Businesses are taking notice of the heightened need for cybersecurity resources. According to PwC’s 2021 Global Digital Trust Insights: Cybersecurity Comes of Age, 55% of 3,249 surveyed executives plan to increase their cybersecurity budgets in 2021 over 2020, with more automated, adaptive cybersecurity being the goal for this year.
Though cybersecurity stocks have been dented this month by a broader route in the tech sector, JP Morgan Securities recently reiterated an outperform rating on CrowdStrike. JPM Analyst Erik Suppiger boosted his price target from $180 to $295, representing approximately 23% upside from Friday’s closing price. The Motley Fool notes that CrowdStrike is scheduled to report Q4 results on March 16, and the company’s guidance calls for revenue of $245.5 million to $250.5 million, which would represent 63% growth at the midpoint.
Back in December, CrowdStrike surged after it reported “exceptional” Q3 results, adding 1,186 net new subscription customers in the quarter, as more people working from home boosted demand for cyber-security solutions. Revenue jumped 86% to $232.5 million, earning company $0.08 per share versus a loss of -$0.07 per share a year prior.
In their most recent earnings report, Palo Alto Networks Inc. reported its first $1 billion quarter of revenue as sales jumped 25%. The company said the SolarWinds attack remains in the minds of many consumers and has forced company boards to reconsider their cybersecurity posture.
Palo Alto Networks also lifted its guidance for the full fiscal year ending August 2021. It now sees revenue of $4.15 billion to $4.2 billion, up from a previous forecast from $4.09 billion to $4.14 billion. Non-GAAP profits are expected to range from $5.80 to $5.90 a share, from a previous forecast of $5.70 to $5.80.

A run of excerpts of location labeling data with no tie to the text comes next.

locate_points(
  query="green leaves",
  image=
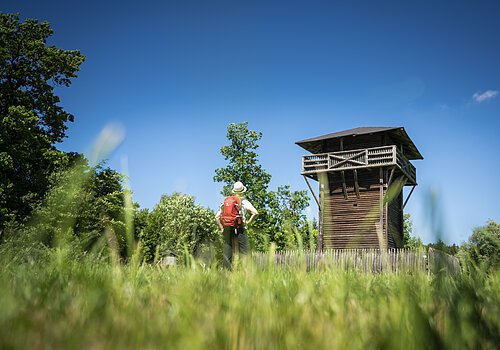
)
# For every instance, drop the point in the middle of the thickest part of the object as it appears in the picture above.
(175, 224)
(31, 121)
(281, 213)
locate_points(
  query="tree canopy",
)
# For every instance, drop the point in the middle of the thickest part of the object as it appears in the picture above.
(281, 212)
(31, 119)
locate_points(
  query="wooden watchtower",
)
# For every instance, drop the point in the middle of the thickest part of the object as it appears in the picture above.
(361, 173)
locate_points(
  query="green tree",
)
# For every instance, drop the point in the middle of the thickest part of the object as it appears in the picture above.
(410, 241)
(243, 164)
(286, 217)
(483, 246)
(177, 224)
(280, 212)
(31, 120)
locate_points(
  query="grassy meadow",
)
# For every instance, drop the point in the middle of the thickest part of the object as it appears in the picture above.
(60, 301)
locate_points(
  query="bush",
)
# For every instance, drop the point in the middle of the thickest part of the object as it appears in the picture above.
(177, 225)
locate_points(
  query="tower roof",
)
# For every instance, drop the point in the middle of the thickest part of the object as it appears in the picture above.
(398, 134)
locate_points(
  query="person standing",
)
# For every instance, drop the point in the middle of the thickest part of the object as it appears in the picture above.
(232, 221)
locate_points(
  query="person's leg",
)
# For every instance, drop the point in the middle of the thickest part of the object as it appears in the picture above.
(227, 235)
(243, 245)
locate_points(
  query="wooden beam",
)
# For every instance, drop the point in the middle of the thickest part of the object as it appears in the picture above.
(314, 194)
(390, 178)
(344, 187)
(382, 244)
(356, 185)
(409, 195)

A look at the risks faced by the Healthcare industry, one that is a prime target for cyberattacks, gives a cleat illustration of the growth in cybercrime over the last year.
CI Security analyzed breaches publicly reported to HHS, noting that breach reports were up 35.6% in the second half of 2020 compared to the first half, while the number of patient records that were breached increased more than 180%.
As MRP wrote back in April, cybercriminals capitalized on anxiety about the virus to spread infections of their own. By July, Palo Alto Networks found over 1,700 malicious coronavirus-themed domains were being created every day.
Even pharmaceutical companies developing vaccines for COVID-19 became heavily targeted by hackers. In late 2020, Microsoft disclosed that cyberattacks targeted seven pharma firms in the U.S., Canada, France, India and South Korea. While it blocked the “majority” of the attacks, Microsoft acknowledged that some were successful.
In a separate incident, Pfizer Inc. said some documents it had submitted to Europe’s top drug regulator regarding its vaccine had been accessed in a cyberattack on the agency.